With the problem being that “any influence of language on thought is difficult to prove or disprove empirically” (Deutscher, G. 2011: 20-22). I think we can only sit on the fence in this debate. The position of linguistic relativism seems a fair one to take as I believe language does influence thought to some extent, not completely. Since there’s no way to prove or disprove my position, it frustrates me to not be able to sufficiently argue it without holes being picked in backing theories, but I guess it’s better than having an extremist neo-Whorfian determinist view.

OLIVER TAYLOR, English Language undergraduate, University of Chester, UK


Everett, D. (2012). Language: The Cultural Tool. London: Profile Books.

Deutscher, G. (2011). Through the language lens: Why the world looks different in other languages. London: Arrow Books.

McWhorther, J. H. (2014). The Language Hoax: Why the World Looks the Same in Any Language. Oxford: Oxford University Press.

Napoli, D. J., & Lee-Schoenfeld, V. (2010). Language Matters. Oxford: Oxford University Press.



2 thoughts on “‘Can we count on language influencing the way we think?’ asks OLIVER TAYLOR

  1. Ella says:

    The argument between language and thought is a fickle one. Does language influence thought? Do they co-exist? Both valid questions, however with the evidence put forward I am more inclined to have a relative view or even go as far to say there is little connection whatsoever. The study on the Pirahã tribe and its lack of numbered words is something I would criticize. The fact there is a deficit in numbered words would surely support the idea that language and thought can co-exist, as there is no language to influence thought. The concept of number exists without the tribe needing to express it through specific lexis, and this is supported by Napoli and Lee-Schoenfields (2010) study.

    I agree, due to the relevant evidence, that it is difficult to decide a concrete opinion on this issue, however, due to other existing evidence, such as the vast vocabulary Inuit’s have for snow, Whorf’s argument for linguistic relativism seems reasonable. They can think more intelligently about their natural environment due to the language present, although Pullum does highlight that English speakers do have many snow related words and phrases, so does this in turn equate to Inuit’s intelligence on snow?
    Either way, the language and thought relationship will always spark a debate due to the difficulty proving either argument true.

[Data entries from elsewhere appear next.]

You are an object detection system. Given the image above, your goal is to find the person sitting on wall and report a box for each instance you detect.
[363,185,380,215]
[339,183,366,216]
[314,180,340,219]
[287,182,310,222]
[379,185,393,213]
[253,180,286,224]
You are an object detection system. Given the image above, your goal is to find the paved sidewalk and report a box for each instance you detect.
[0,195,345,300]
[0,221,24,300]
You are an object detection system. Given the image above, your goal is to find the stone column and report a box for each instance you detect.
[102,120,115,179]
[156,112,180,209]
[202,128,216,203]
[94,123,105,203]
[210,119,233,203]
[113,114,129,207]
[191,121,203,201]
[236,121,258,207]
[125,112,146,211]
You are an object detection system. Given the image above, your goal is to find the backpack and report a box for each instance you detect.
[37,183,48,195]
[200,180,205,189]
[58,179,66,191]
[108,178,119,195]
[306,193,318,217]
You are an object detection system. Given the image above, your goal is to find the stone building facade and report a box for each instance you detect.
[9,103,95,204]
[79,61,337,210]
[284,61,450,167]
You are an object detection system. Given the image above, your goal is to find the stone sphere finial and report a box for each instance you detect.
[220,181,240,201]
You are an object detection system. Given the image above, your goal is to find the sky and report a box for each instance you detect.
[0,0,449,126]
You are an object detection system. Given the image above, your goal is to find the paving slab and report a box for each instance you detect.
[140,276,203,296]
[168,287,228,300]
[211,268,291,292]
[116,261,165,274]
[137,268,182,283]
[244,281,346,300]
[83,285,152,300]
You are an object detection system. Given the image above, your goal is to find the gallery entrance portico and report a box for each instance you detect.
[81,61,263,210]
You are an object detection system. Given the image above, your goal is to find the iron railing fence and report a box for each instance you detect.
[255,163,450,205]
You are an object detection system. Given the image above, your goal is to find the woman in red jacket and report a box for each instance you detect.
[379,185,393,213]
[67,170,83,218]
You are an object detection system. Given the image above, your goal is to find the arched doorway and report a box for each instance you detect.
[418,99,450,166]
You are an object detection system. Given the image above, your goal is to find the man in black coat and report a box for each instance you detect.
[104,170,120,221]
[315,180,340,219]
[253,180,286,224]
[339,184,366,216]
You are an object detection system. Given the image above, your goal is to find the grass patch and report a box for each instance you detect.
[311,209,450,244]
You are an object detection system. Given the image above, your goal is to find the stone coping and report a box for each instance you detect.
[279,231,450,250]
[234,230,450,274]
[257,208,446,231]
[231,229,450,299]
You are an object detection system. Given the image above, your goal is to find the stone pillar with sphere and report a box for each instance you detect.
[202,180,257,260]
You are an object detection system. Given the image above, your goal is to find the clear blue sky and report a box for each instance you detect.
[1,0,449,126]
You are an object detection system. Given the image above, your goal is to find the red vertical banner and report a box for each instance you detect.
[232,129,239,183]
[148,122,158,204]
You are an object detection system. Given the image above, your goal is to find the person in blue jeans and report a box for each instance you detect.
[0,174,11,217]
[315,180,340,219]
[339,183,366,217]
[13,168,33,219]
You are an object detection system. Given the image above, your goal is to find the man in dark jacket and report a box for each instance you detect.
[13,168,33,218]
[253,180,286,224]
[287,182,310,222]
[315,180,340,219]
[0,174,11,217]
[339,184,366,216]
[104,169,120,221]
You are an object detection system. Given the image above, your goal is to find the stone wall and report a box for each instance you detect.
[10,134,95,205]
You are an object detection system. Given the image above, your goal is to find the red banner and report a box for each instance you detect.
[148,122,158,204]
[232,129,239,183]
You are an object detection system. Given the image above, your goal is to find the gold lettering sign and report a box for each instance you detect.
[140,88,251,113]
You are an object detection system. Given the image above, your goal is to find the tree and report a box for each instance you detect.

  2. Emily Silvester says:

    Hi Oliver, I found the Pirahã tribe to be a fascinating base argument regarding Sapir-Whorf’s hypothesis that thought requires language and a connection between the two can be made.

    The reference to linguistic dimension is interesting as it is often known as the prison house view of language’ (Mooney. A, 2011) which states that the limits found within language further limit the world around us. However as you’ve evidenced with Mcworter’s (2014) example’ hunter-gathers don’t need to count’ as their hunt may never reach a number such as 200 which would suggest the environment impacting on thought in a way that is deemed necessary for the individual or culture. If such a concept was regarded, then new ideas and meanings would be created to represent such which is why linguistic dimension is not a widely held view.

    I have frequently come into contact with the shocking fact that the Pirahã tribe cannot tell you how many children they have, which is used to support the link between language and thought. However, they could describe their children, recognise them by face and distinguish if one where to go missing, so I argue, do we need language to have a concept and is there any influence between thought and behaviour at all?

    I really enjoyed the sign language segment as it both giveth and taketh away. You seem biased in your approached labelling the evidence as ‘farfetched’. However, I would argue whether it matters if the knowledge of a deaf child’s thought linguistic input is known. The correct meaning was obtained through the child’s tantrum and therefore language was not necessary to act in their environment to derive meaning.

    Could it be argued that we naturally think based on the world and our surroundings and respond accordingly?

    McWhorther, J. H. (2014). The Language Hoax: Why the World Looks the Same in Any Language. Oxford: Oxford University Press.
    Mooney, A et al. (Eds) (2011) The language society & power reader. London and New York: Rutledge.